Todd Rogers understands the policies and practice of policing
By Robert Gillard OW Contributor | 5/29/2014, midnight
Assistant Sheriff Todd Rogers has been in law enforcement for the past 29 years. During that time, he’s seen a lot of issues plague the Los Angeles County Sheriff Department including cronyism, corruption, prison realignment and inmate abuse.
Rogers’ law enforcement philosophy revolves around what he calls the four pillars: prevention, intervention, suppression and rehabilitation. It is through an emphasis on these four areas that he aims to see change in ways where other strategies have failed.
“We cannot arrest our way out of crime and disorder in our neighborhoods,” said Rogers, who currently oversees the department’s $2.8 billion budget and all personnel training operations.
He says it’s important for law enforcement to solve the problems that are important to people in the neighborhoods the agency serves.
While working as a captain at the LASD station in Carson, Rogers implemented a community policing strategy after forming a partnership with Carson residents.
“We lowered crime and, at the same time, gained the support of our community who trusted us,” said Rogers, who has a master’s degree in criminal justice from Cal State Dominguez Hills, and has been noted for establishing a Law Enforcement Assisted Diversion (LEAD) program in Carson to battle the growing problem of youth crime. He did this, in part, because he sees gang involvement and criminal behavior as a public health problem.
As part of this program, Rogers had full-time deputies partner with community-based organizations to work with troubled youth and their families to keep the young people from embarking on a life of crime.
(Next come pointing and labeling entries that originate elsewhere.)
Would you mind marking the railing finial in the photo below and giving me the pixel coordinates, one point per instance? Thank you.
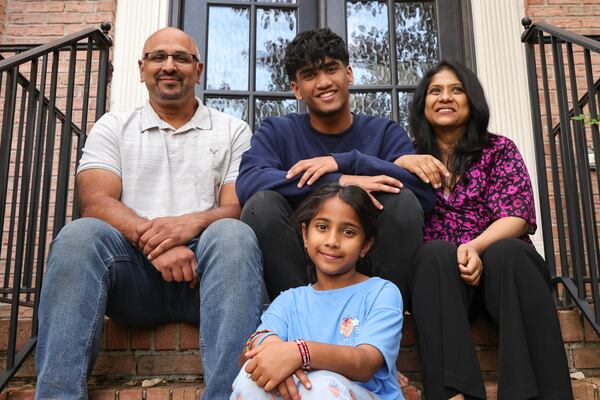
(105, 26)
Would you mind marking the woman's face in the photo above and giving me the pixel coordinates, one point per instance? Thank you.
(446, 104)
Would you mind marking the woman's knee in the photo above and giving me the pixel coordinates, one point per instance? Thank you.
(434, 257)
(402, 209)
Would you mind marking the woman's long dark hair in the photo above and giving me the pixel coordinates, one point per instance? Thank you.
(476, 136)
(356, 198)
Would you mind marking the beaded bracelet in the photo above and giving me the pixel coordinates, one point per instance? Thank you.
(252, 337)
(304, 354)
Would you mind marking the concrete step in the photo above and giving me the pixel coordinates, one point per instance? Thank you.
(171, 352)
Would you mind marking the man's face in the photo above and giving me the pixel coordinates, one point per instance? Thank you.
(325, 87)
(170, 80)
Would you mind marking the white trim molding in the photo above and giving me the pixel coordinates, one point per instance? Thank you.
(502, 70)
(135, 21)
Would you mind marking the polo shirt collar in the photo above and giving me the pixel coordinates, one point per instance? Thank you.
(200, 120)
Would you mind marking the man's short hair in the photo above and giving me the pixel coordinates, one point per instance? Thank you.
(311, 48)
Since it beginning in 2006, Rogers said the program has impacted more than 800 lives. He points out that 65 percent of youth involved in LEAD made a “180 degree turn,” while another 10 to 15 percent saw some noticeable improvement.
Part of the reason for Rogers’ success in Carson was his willingness to engage with community members. Through conversations sparked in townhall meetings, Rogers said he was able to build trust and mutual respect.
In addition to his role in the sheriff’s department, Rogers has been a member of the Lakewood City Council since 2001, and was elected mayor earlier this year. He stresses that this political experience has made him a better policeman and a better police executive. “It makes me understand not only the system, the cost model, and all the technical aspects but also our obligations to provide service.”
If elected sheriff, Rogers says that his first directive would be to develop a comprehensive assessment of all of the commands in the department. He would also like to implement a comprehensive community policing strategy at each of the LASD patrol stations.
For years the sheriff’s department has been marred by allegations of rampant abuse of jail inmates. Rogers said these offenses stem from lack of leadership.
“We had another sheriff who was telling people they could operate in a gray area pushing the bounds of legality,” Rogers said. “And some deputies took that as a green light to do whatever they felt they had to do.”
Although old habits are often hard to break, Rogers has high expectations for the department to improve. He intends to set new standards that will lead to renewed public trust. “If you can’t maintain that standard, you’re going to have to get another job.”